The streets were quiet. The homes and apartments were hushed as well. The entire city was silent. In a few years, the weeds would sprout through the cement and the creeping vines would overtake everything. Few people were left in what was once called a city. Those left had been either driven mad or been embroiled in their own futile quests. One by one their struggling would be swallowed up in the swarm that now festered in this city. As was mentioned at the beginning, this is an incomplete story. It is unfinished just as much of human wants, desires, and ambitions are left in the same state at the end of everything. We only begin to find closure at the examination of the myriad of perspectives that lie around us. The city was silent, but not unpopulated. More perspectives lie in wait.

He was still going at the end of it all. He put one-foot in front of the other and kept up the tireless pace. Hours before, he’d felt lost, afraid, and forlorn. Now he felt only one thing. It drove his existence. The blood that was pouring profusely from his shoulder had just begun to dry on his shirt. His only drive was directly in front of him. The soldier before him screamed a word like, “Later!” although he found that the word no longer held any significance to him. The only thing that mattered to him was the empty feeling in his stomach. The soldier turned to run just as he slammed into him. He glutted himself and felt nothing. A voice spoke through the fog, “Tu.

What was left of him trudged onward. Pieces of flesh had been torn from his arms, legs, and any other exposed area. The hospital gown was caked in both his blood and the brackish blood of those he had taken out in his final stand. If he had been capable of cogent thought, he would have realized that this was what was waiting for all the others. He heard it talking. It never addressed him directly, but he knew that it was speaking to him. It was speaking to the others as well, but that never crossed his mind. His mind was a black hole. It absorbed all external stimuli, but never produced anything. A voice broke through the fugue and he obeyed. “Fui.

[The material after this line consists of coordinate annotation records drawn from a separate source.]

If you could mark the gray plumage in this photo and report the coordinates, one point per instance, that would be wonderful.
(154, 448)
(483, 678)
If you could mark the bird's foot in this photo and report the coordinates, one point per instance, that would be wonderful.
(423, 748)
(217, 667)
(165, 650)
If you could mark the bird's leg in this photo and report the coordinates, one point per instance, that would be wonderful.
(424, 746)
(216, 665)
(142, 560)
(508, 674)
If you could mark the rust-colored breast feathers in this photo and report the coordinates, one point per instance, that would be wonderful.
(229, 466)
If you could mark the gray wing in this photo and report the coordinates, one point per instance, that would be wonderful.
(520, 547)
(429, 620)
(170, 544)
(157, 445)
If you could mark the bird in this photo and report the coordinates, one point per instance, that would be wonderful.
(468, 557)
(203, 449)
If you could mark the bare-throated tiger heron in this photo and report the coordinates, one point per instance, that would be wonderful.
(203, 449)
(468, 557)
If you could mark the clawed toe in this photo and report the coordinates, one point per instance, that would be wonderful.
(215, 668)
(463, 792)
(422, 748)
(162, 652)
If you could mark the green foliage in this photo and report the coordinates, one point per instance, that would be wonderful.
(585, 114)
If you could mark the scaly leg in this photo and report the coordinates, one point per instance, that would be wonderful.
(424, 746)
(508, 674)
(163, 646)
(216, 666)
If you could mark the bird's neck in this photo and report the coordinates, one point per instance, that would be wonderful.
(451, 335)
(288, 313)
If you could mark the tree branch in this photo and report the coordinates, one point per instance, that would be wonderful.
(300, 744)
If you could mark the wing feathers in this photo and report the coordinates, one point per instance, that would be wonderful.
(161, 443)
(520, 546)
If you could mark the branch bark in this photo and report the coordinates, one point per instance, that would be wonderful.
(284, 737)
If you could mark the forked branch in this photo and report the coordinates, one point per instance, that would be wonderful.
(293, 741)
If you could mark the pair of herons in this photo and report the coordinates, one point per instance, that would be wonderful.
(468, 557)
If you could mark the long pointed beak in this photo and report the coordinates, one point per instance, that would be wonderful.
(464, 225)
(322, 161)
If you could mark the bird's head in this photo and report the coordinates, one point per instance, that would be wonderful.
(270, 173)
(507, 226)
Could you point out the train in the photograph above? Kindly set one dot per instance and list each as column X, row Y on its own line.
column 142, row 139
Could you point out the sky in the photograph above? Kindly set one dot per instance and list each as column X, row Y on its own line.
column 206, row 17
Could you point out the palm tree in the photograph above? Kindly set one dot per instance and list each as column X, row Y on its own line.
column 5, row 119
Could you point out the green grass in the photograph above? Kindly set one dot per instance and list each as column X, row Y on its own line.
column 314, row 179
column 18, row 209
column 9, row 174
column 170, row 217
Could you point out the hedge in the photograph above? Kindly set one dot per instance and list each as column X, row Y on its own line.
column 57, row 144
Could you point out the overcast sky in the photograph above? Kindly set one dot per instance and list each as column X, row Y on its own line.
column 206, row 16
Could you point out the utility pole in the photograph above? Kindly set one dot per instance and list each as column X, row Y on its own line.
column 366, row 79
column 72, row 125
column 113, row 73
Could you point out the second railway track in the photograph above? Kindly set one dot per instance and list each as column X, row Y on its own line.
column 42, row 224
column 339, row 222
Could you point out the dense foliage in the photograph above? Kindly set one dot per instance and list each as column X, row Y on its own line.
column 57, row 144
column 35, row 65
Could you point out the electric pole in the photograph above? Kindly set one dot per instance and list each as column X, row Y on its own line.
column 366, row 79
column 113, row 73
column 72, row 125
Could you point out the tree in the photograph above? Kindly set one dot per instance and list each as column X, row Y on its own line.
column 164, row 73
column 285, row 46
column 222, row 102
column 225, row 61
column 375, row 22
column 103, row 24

What was once a man named George Brooks was now something much more. He started out as an individual and now he was part of an endless chorus of names. He walked among others although he wasn’t really aware of their presence. The gunshots drew them onwards. He didn’t even realize the danger as the phalanx of soldiers unloaded rounds into them. A bullet tore through his insides and he felt something slip out of him. He continued towards the soldiers at the behest of the voice. “We hunger, we starve, we exist.” He watched nonchalantly as a round buried into his face and sent him to the ground. The last words he heard were, “Ego.

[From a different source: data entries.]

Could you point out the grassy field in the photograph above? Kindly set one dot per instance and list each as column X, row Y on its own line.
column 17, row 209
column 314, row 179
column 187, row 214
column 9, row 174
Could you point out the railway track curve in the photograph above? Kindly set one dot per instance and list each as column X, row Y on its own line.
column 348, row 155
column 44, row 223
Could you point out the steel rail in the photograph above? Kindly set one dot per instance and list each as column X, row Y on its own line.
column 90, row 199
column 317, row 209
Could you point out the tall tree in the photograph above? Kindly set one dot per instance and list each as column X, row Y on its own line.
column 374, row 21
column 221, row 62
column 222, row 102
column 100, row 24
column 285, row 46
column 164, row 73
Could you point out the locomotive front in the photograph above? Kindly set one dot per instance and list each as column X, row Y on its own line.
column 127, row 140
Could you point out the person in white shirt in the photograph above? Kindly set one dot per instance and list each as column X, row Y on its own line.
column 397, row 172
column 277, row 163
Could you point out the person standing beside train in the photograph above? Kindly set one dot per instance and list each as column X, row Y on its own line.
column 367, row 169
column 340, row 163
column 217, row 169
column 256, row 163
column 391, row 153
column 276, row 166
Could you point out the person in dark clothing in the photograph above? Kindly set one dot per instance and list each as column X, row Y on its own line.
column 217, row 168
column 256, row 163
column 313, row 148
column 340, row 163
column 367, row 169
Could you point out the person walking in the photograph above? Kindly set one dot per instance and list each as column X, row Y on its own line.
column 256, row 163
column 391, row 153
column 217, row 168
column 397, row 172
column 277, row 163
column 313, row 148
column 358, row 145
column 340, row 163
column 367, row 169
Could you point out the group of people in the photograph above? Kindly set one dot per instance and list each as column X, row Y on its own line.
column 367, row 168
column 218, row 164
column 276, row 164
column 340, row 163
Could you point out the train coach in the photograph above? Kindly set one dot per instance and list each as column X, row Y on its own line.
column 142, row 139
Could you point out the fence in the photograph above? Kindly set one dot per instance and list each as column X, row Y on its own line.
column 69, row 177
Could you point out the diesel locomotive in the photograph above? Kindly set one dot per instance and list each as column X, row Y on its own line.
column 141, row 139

The boy arrived late. He had lost a lot of time freeing himself from the barricades he had erected to protect himself which had become his prison. He moved towards the barricade. The bodies of the dead littered the streets around him. Something terrible had happened here, but it didn’t matter to him because what he wanted was right in front of him. What lied in front of him was the outside world. He had made it! His feet crunched on the casings and broken remains of soldiers and monsters alike. A voice whispered through him like a breeze, “Eris.

His slippers carried him through the broken remains of the barricade that had promised him such hope and strode out into the world. They were free.